Last year, we saw this in the shoes of Yassmin Abdel-Magied, who, for want of a better term, was the goat tied to the stake, as her Anzac Day tweet about asylum seekers was the match that started a fire, which swelled to an inferno courtesy of the dry winds of newspaper headlines and the kindling of Twitter hot takes that torched the surrounding hills of similar issues. It was the great fire of discourse, which sadly eventuated in her leaving the country, and the rest of us to our respective corners of the room. Twelve months on, we’ve learned nothing from it, as both sides are just waiting, praying for someone to say something.
Have we voted yet on who to cast into the Outer Darkness this Anzac Day?

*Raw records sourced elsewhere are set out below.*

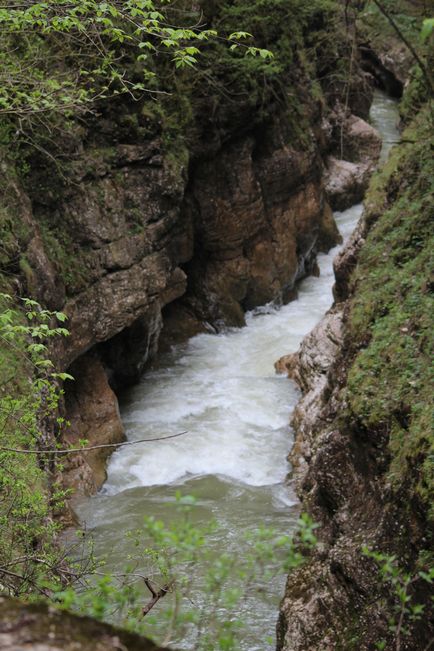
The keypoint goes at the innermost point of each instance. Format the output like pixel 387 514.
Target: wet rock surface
pixel 351 162
pixel 38 627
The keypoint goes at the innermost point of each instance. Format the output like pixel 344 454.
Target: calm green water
pixel 223 390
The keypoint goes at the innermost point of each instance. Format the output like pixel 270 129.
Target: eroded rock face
pixel 38 627
pixel 259 215
pixel 353 158
pixel 92 409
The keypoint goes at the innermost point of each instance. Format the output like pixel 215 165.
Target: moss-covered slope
pixel 364 453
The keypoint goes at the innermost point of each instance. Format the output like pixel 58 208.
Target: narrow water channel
pixel 222 389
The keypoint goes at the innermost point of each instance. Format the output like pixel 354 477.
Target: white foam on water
pixel 223 391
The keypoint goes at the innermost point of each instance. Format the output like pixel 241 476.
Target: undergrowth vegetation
pixel 390 382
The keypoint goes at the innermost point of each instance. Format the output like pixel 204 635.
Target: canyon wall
pixel 361 457
pixel 138 208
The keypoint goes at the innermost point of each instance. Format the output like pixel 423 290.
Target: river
pixel 223 391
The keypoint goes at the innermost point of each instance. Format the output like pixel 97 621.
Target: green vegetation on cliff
pixel 390 381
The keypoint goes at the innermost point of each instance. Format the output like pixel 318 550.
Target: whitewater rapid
pixel 222 390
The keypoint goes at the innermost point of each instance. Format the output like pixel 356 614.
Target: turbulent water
pixel 222 391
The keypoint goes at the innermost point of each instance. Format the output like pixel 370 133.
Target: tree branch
pixel 93 447
pixel 415 55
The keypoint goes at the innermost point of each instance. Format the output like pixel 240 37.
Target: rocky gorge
pixel 148 236
pixel 132 231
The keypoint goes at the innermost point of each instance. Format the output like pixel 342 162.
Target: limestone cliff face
pixel 359 475
pixel 133 227
pixel 41 627
pixel 131 230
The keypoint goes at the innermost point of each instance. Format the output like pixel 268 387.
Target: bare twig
pixel 156 595
pixel 93 447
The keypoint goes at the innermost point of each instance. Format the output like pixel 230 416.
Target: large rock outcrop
pixel 39 627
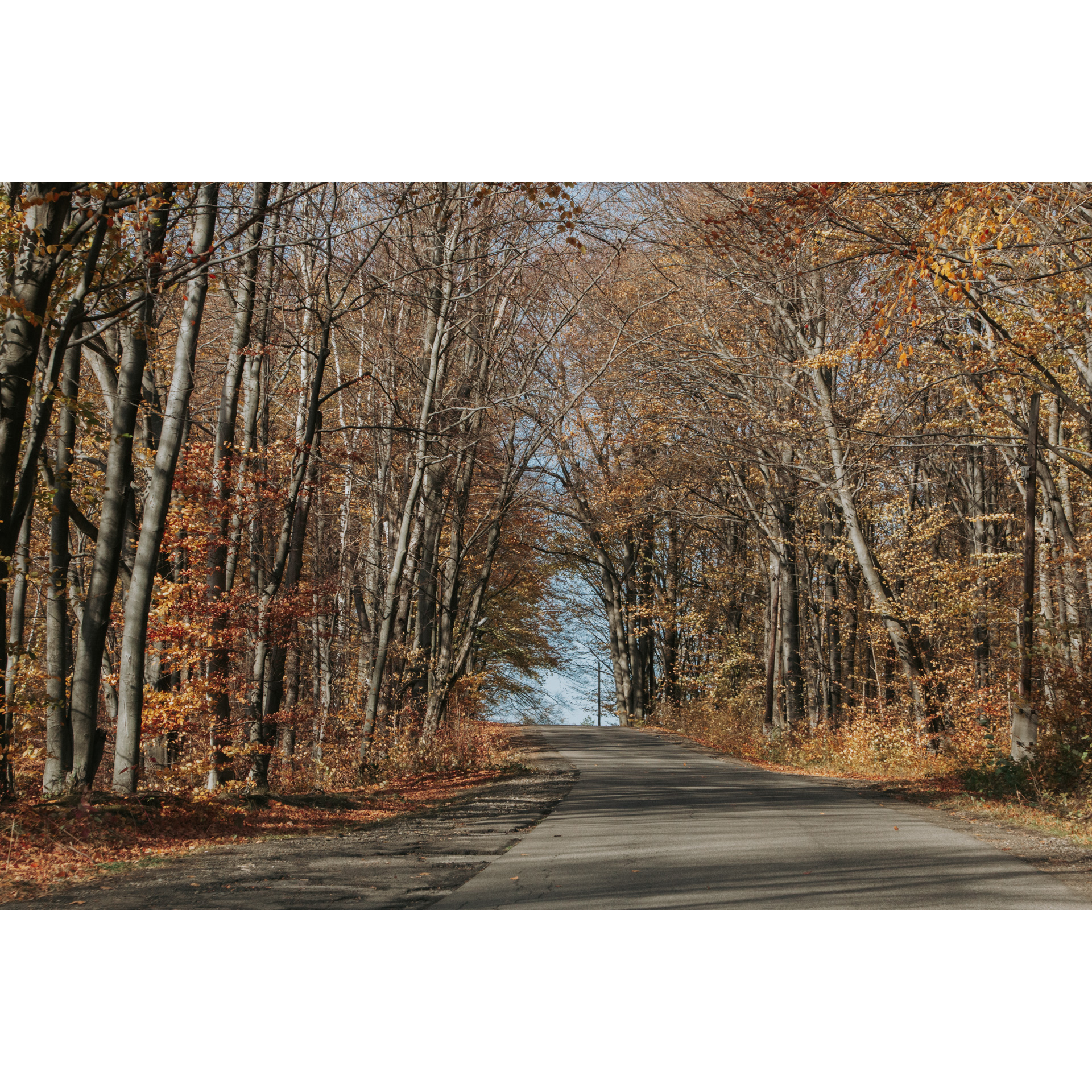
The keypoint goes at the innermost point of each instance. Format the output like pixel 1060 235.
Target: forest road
pixel 655 821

— John Birmingham (@JohnBirmingham) April 19, 2018
Anzac Day is one that doesn’t need extra politicism attached to it. It’s a day that should (and has in the past) that speaks for itself. However, we’ve started speaking for it. The acts of a century ago are now subject to subjective revisionism. Whether it be guided by being “woke” or closeted racism, the obvious point has been twisted. Lest we forget…to add our two cents in. It should remain a day of honest reflection, honouring those who were lost, while simultaneously endeavouring not to do the same again.
Anyone uses today to wear a flag of jingoism, or burn it, are missing the point.
The prototypical war scribe Wilfred Owen, the poet who charted the horrors of the front before it claimed him, spoke the truth, articulating the old lie that sent many to a premature death on the basis of a duty: “It is sweet and fitting to die for one’s country.”
Today, we should take note of the silent greying remnants of war gone by, their fleeting number should serve as an obvious reminder to not do the same again. It’s not a day to promote war, but to take note of the auspices that lead to it, and understand why those who fought felt compelled to do so.
Today, I feel we should reflect, not deflect the issue.